O presidente da ANMCV proferiu estas considerações durante a audição, na tarde desta segunda-feira, 11, perante a Comissão Especializada de Finanças e Orçamento, no sentido de dar a sua opinião relativamente à proposta que define os princípios e regras que regulam a sua formulação, programação, aprovação, execução, avaliação, controlo e responsabilização, para efeito de parecer.

Manuel de Pina considerou a previsibilidade orçamental como uma questão marcante, porquanto permite “não só aos municípios saber com que recursos contam”, como também permite aos municípios estudar as formas de uma melhor programação da sua implementação.

O autarca promete formular um parecer mais consensual que espelha a opinião dos autarcas após contribuições dos municípios, sublinhando, entretanto, “ser sempre difícil chegar entendimento dentro do prazo razoável, ressalvando que “a própria lei actual é um pouco exigente em matéria dos prazos para apresentação dos instrumentos de gestão”.

“Tendo uma base de previsibilidade, sobretudo das receitas, cuja cobrança não depende dos municípios, sendo estes dados disponíveis antecipadamente, pode ser atendível o prazo fixado, 15 de Setembro”, explicou Manuel de Pina, elucidando ser necessário as autarquias terem acesso às verbas do OE em Julho.

A Constituição da República prevê a elaboração da Lei de Bases do Orçamento do Estado, “mas por razões de vária ordem, ainda não foi aprovada”, encontrando-se a matéria regulada pela lei de enquadramento orçamental, aprovada em 1998, e alterada em 2001 (Lei n.º 78/V/98, de 7 de Dezembro, alterada pela Lei n.º 5/VIII/2011, de 29 de Agosto).

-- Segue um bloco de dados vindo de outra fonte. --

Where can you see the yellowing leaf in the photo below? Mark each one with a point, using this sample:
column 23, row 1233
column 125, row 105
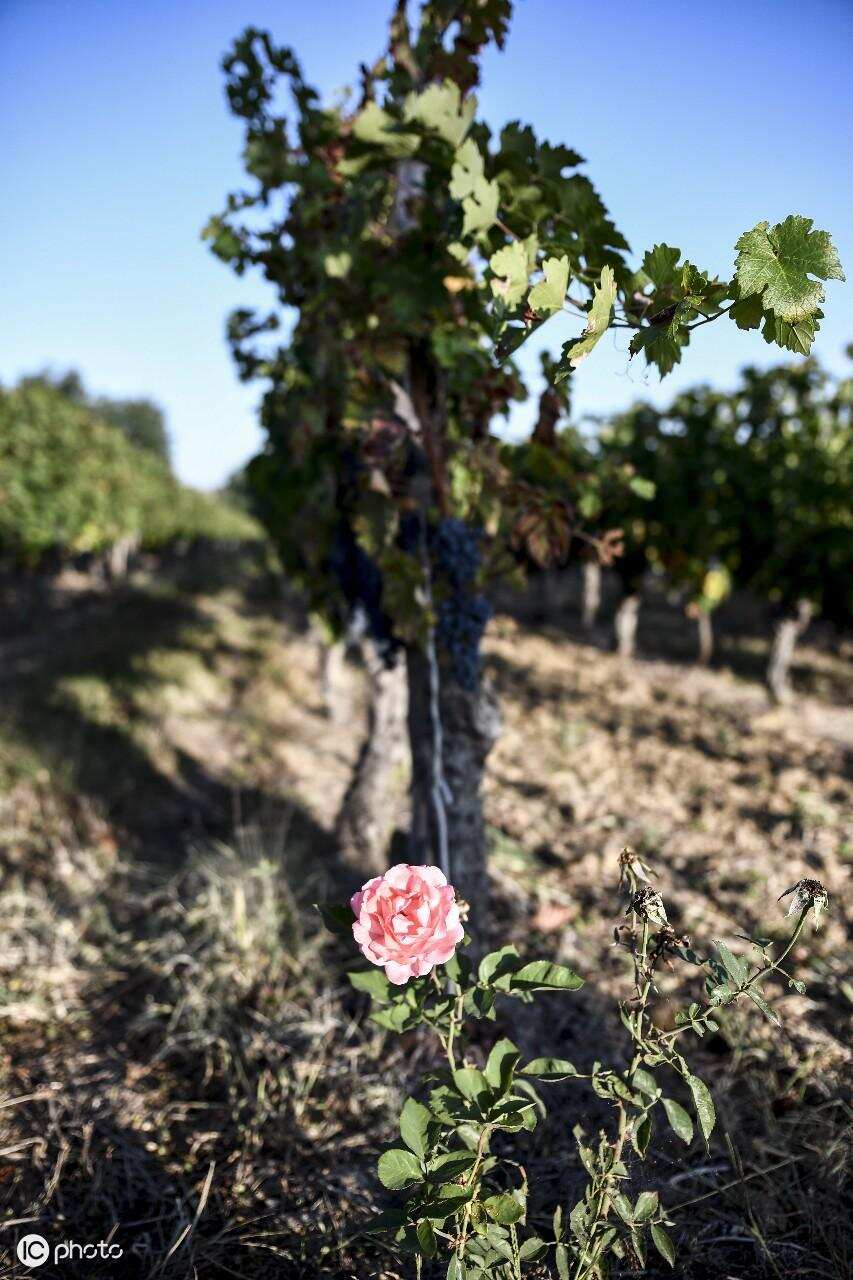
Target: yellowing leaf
column 441, row 108
column 550, row 293
column 779, row 263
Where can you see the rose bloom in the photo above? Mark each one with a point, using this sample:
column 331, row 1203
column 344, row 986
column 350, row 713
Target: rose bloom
column 406, row 920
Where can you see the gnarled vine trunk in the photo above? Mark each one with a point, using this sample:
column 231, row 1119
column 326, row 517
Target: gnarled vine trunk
column 591, row 599
column 365, row 819
column 446, row 782
column 781, row 652
column 625, row 625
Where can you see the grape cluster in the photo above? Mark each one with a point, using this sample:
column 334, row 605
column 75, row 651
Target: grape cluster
column 461, row 622
column 463, row 612
column 360, row 580
column 456, row 552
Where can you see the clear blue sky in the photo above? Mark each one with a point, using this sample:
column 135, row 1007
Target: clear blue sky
column 697, row 119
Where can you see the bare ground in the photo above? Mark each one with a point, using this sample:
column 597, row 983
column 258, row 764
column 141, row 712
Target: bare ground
column 182, row 1061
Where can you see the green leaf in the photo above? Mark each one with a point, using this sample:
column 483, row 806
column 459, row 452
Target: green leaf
column 374, row 126
column 452, row 1164
column 501, row 1064
column 703, row 1104
column 550, row 1069
column 398, row 1168
column 662, row 1243
column 646, row 1206
column 446, row 1202
column 660, row 265
column 644, row 1082
column 735, row 967
column 468, row 170
column 414, row 1127
column 498, row 964
column 480, row 208
column 597, row 324
column 550, row 295
column 679, row 1119
column 778, row 263
column 644, row 489
column 470, row 1083
column 337, row 265
column 510, row 268
column 544, row 976
column 506, row 1207
column 797, row 337
column 760, row 1002
column 442, row 109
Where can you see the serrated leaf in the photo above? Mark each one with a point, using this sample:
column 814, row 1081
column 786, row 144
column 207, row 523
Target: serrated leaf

Pretende-se, com esta proposta, colmatar essa omissão e dotar o país de uma lei de bases moderna, consentânea com as exigências do tempo, por estabelecer princípios que acautelam o futuro das finanças públicas, na sequência do preconizado no Programa do Governo da IX Legislatura.

A Comissão especializada da Assembleia Nacional inteirou-se, ainda esta tarde, da Proposta de Resolução que aprova, para ratificação, a Convenção para evitar a dupla tributação e prevenir a evasão fiscal em matéria de impostos sobre o rendimento entre o Governo da República de Cabo Verde e o Governo da República do Senegal, para efeito de parecer.